As diferentes sociedades têm diferentes formas de reprimir e banir o mal existente no seu seio. Apesar de o mandamento ser contra o assassinato, Deus permitira à comunidade israelita, especialmente às autoridades máximas, proferir uma sentença de morte para os que cometiam alguns tipos de crimes ou pecados. Paulo falou sobre a autoridade que Deus dava aos dirigentes públicos para administrarem tais execuções de juízo (Romanos 13:3-4). O mandamento “não matarás” era aplicado a todos os homens individualmente, enquanto as ordenanças de execução eram dadas coletivamente. A regularização da pena de morte não autoriza a arbitrariedade homicida de um indivíduo. Mesmo atualmente, nas sociedades modernas onde é regularizada a pena de morte, acontece assim. Não é uma pessoa que decide a morte da outra, para alimentar os seus sentimentos maus. É o sistema que determina a morte do criminoso, com dor no coração por precisar fazer o que se deve ser feito. Não é vingança, e sim, o trabalho de um sistema judicial. Em tal sistema, as pessoas da parte inocente e ofendida não têm o poder de decidir nada em relação ao condenado. Quem decide é a lei. E essa moldura de execução protege a própria pessoa de praticar os problemas que estão por trás do sexto mandamento.

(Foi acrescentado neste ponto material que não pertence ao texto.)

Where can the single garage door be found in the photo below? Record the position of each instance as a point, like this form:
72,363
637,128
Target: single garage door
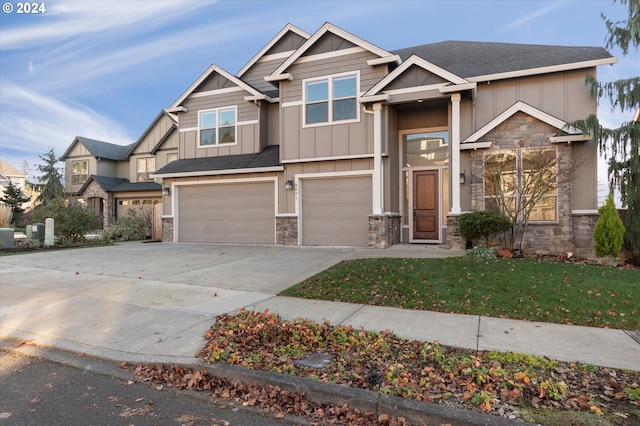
335,211
227,213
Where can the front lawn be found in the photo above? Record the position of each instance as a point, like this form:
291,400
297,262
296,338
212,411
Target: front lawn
536,290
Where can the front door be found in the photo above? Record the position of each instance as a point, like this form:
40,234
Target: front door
426,222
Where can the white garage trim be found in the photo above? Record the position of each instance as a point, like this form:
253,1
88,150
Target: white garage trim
176,186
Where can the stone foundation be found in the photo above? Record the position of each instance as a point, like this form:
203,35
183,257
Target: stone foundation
287,230
167,229
384,230
453,238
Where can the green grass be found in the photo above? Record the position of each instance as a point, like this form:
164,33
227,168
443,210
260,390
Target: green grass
566,293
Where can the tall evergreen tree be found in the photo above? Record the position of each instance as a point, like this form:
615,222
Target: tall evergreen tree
50,185
14,198
621,146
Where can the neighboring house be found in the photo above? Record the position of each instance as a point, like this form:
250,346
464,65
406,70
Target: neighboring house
112,179
327,139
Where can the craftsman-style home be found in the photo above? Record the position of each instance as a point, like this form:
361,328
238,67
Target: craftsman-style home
327,139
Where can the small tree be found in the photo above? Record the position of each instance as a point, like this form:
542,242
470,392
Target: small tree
521,181
609,230
50,185
14,198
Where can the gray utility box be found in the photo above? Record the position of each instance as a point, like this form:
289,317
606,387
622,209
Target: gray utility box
37,233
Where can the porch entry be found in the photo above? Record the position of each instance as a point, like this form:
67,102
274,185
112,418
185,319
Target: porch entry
426,222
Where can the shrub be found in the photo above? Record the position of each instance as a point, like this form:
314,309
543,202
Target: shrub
482,224
608,233
130,227
71,221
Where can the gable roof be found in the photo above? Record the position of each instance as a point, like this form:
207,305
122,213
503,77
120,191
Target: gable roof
281,34
532,111
9,171
100,149
485,61
255,94
278,74
269,158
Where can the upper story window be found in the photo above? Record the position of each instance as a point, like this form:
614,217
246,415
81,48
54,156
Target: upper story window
146,166
331,99
79,172
217,126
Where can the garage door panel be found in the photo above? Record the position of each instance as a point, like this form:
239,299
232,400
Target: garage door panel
335,211
227,213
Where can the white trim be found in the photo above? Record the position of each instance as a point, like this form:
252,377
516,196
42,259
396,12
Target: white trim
260,56
543,70
526,108
475,145
175,190
569,138
330,99
337,157
328,27
329,55
215,92
417,61
220,172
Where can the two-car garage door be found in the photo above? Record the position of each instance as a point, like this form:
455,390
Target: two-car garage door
242,212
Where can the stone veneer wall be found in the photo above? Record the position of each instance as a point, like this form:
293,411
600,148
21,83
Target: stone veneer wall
384,230
287,230
453,238
167,229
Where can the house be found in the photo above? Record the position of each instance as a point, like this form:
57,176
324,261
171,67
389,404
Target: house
113,179
327,139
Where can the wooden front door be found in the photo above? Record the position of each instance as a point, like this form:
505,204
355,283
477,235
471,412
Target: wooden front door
426,222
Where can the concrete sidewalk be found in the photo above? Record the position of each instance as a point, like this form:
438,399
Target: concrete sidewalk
153,302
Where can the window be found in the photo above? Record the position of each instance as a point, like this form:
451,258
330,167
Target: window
146,166
79,172
522,181
331,99
217,126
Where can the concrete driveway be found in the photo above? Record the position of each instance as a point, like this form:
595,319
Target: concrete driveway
151,299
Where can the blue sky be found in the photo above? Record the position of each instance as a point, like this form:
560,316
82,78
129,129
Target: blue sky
105,69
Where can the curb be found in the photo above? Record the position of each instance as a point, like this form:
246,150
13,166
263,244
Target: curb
416,412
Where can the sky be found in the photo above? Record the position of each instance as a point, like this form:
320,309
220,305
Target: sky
104,69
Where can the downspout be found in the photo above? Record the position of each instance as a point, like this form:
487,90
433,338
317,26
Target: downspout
377,182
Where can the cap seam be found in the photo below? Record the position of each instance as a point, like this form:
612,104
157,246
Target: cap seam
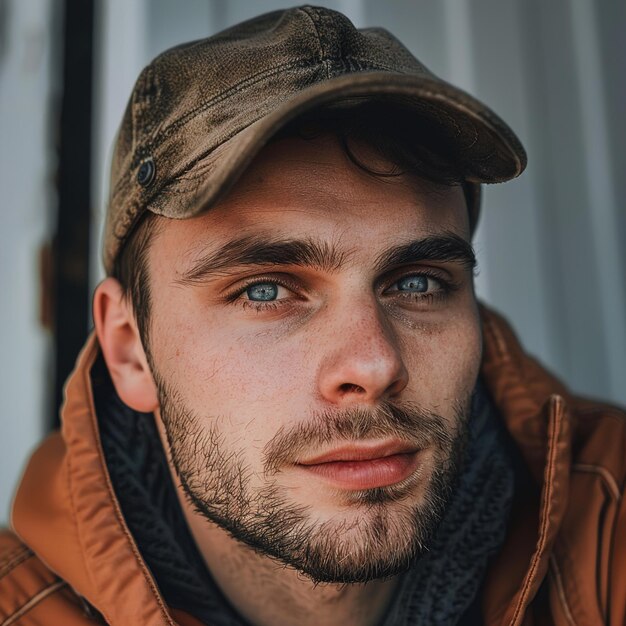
323,59
140,152
176,176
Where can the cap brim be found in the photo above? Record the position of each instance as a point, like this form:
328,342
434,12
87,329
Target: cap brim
485,147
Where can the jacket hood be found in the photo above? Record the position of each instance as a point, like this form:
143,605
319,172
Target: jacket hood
67,512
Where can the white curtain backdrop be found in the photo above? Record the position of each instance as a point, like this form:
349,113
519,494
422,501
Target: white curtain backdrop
551,245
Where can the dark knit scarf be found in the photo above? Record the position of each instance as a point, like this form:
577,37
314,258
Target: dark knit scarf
442,586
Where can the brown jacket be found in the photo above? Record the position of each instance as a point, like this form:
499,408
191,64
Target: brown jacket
563,562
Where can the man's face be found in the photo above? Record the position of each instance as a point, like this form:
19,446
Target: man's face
315,342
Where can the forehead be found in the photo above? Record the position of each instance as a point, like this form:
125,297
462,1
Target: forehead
310,188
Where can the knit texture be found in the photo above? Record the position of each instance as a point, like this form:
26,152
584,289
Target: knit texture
443,582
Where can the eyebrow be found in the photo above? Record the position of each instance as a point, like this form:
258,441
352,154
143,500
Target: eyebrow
259,250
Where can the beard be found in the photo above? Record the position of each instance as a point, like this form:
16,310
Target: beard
386,529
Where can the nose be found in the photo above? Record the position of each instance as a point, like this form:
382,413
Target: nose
364,364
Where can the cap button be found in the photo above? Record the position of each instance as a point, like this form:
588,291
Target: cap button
146,172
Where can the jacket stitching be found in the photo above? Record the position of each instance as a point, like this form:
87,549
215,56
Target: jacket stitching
118,512
17,557
560,591
609,479
547,497
36,599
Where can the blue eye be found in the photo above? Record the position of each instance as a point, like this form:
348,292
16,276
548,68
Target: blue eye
262,292
416,283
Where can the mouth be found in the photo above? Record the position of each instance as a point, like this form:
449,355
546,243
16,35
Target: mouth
360,466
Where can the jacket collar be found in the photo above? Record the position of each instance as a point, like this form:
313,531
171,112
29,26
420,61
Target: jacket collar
533,406
75,525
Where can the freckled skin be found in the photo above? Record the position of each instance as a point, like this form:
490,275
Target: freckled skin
341,342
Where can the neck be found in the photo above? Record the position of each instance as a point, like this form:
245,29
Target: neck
268,593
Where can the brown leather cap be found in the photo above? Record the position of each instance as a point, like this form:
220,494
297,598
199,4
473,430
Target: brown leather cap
200,112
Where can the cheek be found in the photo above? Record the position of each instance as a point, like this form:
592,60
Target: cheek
249,379
444,362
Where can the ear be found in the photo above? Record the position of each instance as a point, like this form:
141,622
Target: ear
121,346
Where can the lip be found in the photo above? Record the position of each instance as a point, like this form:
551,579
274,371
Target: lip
367,466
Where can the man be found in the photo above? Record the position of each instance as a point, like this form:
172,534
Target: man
293,411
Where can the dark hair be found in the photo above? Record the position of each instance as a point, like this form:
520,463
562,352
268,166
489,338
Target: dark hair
410,144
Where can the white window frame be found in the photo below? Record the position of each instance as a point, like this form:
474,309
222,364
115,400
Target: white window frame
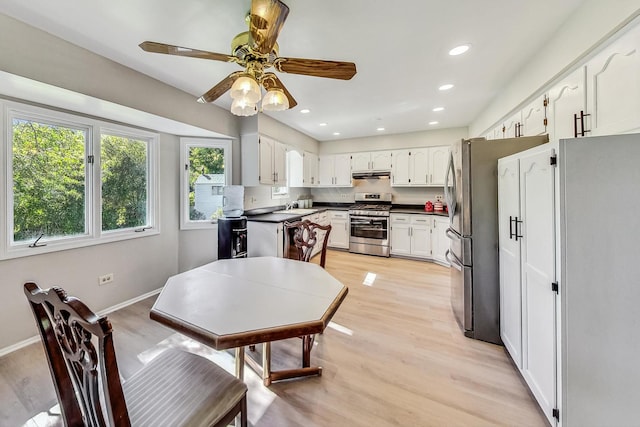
93,216
185,144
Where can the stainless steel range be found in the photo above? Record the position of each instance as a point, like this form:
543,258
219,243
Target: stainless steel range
369,224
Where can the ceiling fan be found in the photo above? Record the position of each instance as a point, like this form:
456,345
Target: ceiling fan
256,50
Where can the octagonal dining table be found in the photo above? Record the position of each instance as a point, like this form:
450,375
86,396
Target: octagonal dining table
233,303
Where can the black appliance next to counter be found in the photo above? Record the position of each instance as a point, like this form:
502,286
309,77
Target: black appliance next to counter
232,237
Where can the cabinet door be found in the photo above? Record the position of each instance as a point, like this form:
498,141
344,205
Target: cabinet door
361,161
310,169
400,170
400,234
421,236
438,157
266,239
342,171
339,236
566,99
295,169
326,175
439,239
512,125
537,209
533,118
267,174
613,81
418,166
280,164
381,160
509,255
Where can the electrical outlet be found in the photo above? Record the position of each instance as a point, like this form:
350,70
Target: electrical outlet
107,278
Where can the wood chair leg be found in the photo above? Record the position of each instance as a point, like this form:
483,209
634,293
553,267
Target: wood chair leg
307,345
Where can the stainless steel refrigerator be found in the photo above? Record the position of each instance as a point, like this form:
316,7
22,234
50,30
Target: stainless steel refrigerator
471,193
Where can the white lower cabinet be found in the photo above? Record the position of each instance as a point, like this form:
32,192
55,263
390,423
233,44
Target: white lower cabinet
527,246
265,239
439,239
411,235
339,236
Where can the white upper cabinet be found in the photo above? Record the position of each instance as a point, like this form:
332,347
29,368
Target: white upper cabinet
295,171
534,117
613,87
512,125
400,171
334,170
264,161
566,106
310,169
419,166
438,157
371,161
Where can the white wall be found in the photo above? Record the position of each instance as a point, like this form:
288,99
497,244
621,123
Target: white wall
260,196
394,141
591,24
139,265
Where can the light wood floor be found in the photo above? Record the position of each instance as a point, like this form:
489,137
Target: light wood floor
393,357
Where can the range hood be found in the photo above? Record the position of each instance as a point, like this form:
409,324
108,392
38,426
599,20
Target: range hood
371,175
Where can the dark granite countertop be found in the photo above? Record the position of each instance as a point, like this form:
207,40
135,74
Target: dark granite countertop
268,215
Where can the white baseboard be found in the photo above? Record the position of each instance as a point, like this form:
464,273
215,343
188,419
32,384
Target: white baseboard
34,339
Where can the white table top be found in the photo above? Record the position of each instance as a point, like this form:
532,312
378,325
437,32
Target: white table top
234,302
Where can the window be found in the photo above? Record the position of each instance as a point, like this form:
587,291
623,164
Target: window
48,180
124,170
207,169
73,181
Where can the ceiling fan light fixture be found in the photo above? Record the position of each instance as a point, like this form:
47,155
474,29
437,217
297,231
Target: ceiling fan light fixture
246,88
240,107
275,100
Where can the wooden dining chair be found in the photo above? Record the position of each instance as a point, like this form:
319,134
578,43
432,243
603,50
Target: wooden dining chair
176,388
301,238
304,236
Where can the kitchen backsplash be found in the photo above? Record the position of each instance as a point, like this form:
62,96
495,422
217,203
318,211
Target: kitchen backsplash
260,197
401,195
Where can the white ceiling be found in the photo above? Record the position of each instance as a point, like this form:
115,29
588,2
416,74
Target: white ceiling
400,49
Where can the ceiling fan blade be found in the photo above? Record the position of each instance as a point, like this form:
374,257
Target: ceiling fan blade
216,91
266,20
183,51
316,67
270,81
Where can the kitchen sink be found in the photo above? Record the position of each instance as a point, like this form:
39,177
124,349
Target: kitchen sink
297,211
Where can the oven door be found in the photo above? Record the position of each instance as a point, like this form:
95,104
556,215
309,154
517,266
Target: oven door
370,229
369,235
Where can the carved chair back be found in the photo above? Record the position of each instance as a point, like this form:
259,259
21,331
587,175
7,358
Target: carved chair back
304,236
81,356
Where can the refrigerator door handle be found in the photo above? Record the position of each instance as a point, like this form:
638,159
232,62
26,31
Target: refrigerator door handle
511,228
453,259
450,187
517,233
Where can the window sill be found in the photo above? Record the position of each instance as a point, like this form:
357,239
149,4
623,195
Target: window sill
25,251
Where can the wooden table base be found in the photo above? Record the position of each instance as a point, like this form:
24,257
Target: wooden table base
269,376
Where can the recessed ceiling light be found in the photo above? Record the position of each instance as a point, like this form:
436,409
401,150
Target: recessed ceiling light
459,50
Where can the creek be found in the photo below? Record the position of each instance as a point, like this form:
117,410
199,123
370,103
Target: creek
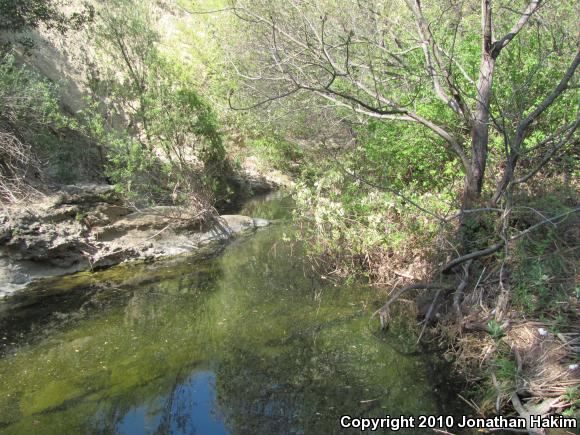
247,342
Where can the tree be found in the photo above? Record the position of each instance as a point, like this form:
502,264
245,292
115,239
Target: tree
406,62
17,16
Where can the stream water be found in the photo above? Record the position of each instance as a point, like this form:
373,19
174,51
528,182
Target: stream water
248,342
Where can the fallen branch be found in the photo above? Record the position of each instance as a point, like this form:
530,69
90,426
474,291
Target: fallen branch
494,248
383,312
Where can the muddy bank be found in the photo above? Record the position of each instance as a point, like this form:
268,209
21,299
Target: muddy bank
88,227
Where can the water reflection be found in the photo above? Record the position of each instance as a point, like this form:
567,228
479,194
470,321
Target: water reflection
246,343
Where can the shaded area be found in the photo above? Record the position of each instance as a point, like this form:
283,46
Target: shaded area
245,343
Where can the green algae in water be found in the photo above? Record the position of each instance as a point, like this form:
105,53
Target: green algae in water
246,343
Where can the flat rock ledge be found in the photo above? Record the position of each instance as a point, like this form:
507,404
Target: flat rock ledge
89,228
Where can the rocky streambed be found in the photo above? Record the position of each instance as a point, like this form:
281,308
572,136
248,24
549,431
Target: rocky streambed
88,227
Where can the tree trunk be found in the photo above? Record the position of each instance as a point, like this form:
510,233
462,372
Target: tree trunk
480,123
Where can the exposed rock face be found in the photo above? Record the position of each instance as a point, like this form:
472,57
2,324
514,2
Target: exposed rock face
87,227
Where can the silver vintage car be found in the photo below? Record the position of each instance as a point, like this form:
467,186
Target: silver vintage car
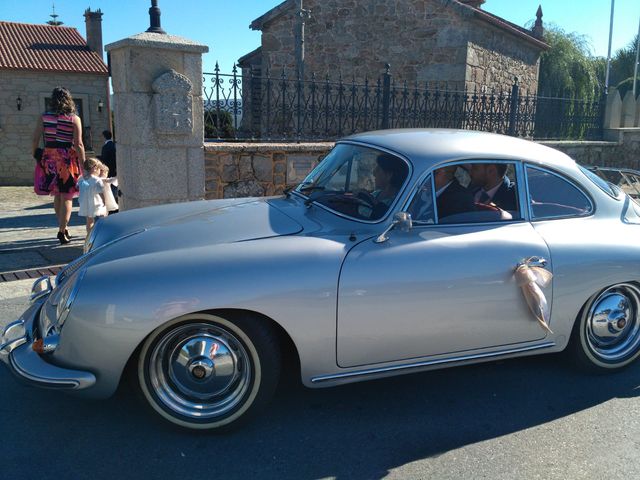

Você e eu, como pessoas físicas, não temos como decidir sobre os modelos judiciários a serem adotados ou não na sociedade em que estamos inseridos. Mas como indivíduos, podemos entender que o sexto mandamento preocupa-se com a possibilidade de haver ódio em nosso coração, se nós desejarmos que a vida do próximo seja arruinada. Isso fica mais esclarecido no Novo Testamento, quando Jesus, sem dar um posicionamento específico sobre a pena capital, por não estar decidindo nada em nível de sociedade, dirigiu-se a indivíduos e disse que “todo aquele que sem motivo se irar contra seu irmão estará sujeito a julgamento.” Pois não devemos alimentar o ódio nem a vingança no nosso coração. “Ouvistes que foi dito: Olho por olho, dente por dente. Eu, porém, vos digo: não resistais ao perverso; mas, a qualquer que te ferir na face direita, volta-lhe também a outra” (Mateus 5:22, 38-39 - RA).
Um homicídio começa no coração daquele que odeia as pessoas. Deus valoriza a vida e desagrada-se de qualquer indício de raiva, vingança ou rejeição (1 João 3:15).
Portanto, independentemente dos moldes que os nossos tribunais de justiça adotem para banir o mal, como pessoas, podemos decidir pela paz e pelo bem.